The $10,000 grant was awarded to [a] team of North-light Theatre, the Skokie Public Library and the Illinois Holocaust Museum and Education Center for a program in which Skokie teens will adapt and perform a play addressing the need to combat racial profiling and prejudice with increased empathy, knowledge and understanding.
Skokie Public Library young adult librarian Jarrett Dapier said the project could not be done without the support of the foundation. Dapier and Northlight Theatre teaching artist Dominique Chestand will adapt “Martin Rising: Requiem For a King,” the story of civil rights leader Dr. Martin Luther King Jr.’s last days, which is written in verse, he said.
Performances will take place at the library as well as two performances at the Holocaust museum early next year, he said.
The book’s author Andrea Davis Pinkney will also appear after some of the performances, according to foundation officials.
“It’s really a story about the end of King’s life but it goes beyond that,” Dapier said. “What we’re very excited to bring to not just the community here but the students and children is the…fact that Martin Luther King sacrificed his life for his principles and that those principles extended beyond racial justice to workers’ rights and the war in Vietnam. The book really covers a lot.”
A $5,000 grant was awarded to partners Metropolitan Family Services and the Skokie Coalition to End Abuse and Neglect of Adults with Disabilities.
The funds will be used to continue a program focusing on significantly increasing the rate of reporting of abuse and neglect of adults with disabilities and preventing abuse in the first place, foundation officials said.
A number of social service organizations are behind the grant, said Jamie Farrell of Metropolitan Family Services.
A $5,000 grant was awarded to YMCA Evanston/North Shore and the village of Skokie’s Human Services department for a young men’s engagement project connecting the Skokie Police Department and Youth Outreach Program for intervention and support to you men ages 12 to 18.

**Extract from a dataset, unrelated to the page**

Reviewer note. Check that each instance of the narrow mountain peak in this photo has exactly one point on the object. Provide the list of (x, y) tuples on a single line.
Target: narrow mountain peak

“These are young men that maybe have been taken in for disorderly conduct or other things but are not in need of mental health services,” said Skokie Human Services Director Beth Lindley.
The males are offered six weeks of education through support and discussion groups “to build healthy relationships” between each other and with the family and community, she said.

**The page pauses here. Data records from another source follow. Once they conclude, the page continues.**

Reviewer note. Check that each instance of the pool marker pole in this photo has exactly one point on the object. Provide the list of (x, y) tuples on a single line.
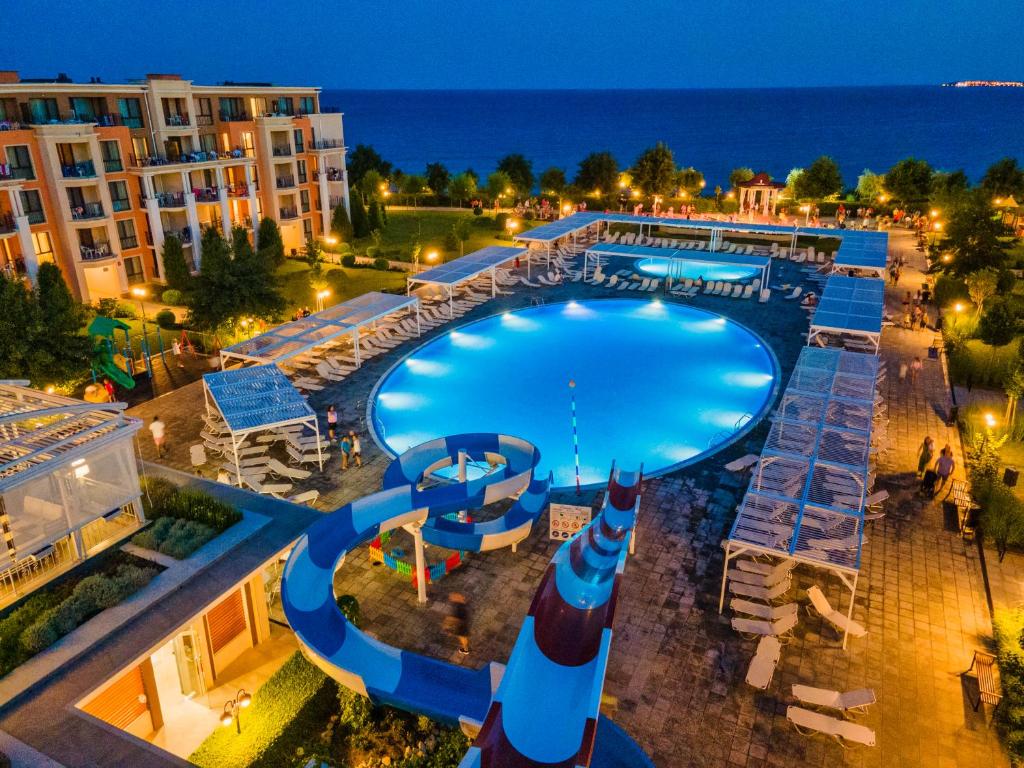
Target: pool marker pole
[(576, 436)]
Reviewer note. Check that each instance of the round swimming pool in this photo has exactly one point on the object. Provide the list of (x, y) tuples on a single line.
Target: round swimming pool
[(681, 269), (658, 383)]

The final $5,000 grant was awarded to Turning Point Behavioral Health Care Center and CARE to provide interactive programs for Tuning Point clients as well as providing CARE with a new source of volunteer assistance.

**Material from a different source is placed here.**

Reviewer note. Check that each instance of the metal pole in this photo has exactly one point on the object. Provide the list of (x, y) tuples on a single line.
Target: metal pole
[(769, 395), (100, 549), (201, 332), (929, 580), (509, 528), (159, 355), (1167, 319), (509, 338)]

Carolyn Anthony, vice chair of the Skokie Community Foundation and former Skokie Public Library director, said the grant recipients represent a wide range of needs in Skokie.
“It’s every kind of institution,” she said about those receiving grants. “I think this says a lot about what the Skokie Community Foundation is. We don’t have a particular niche…our focus is on whatever is good for the community in Skokie.”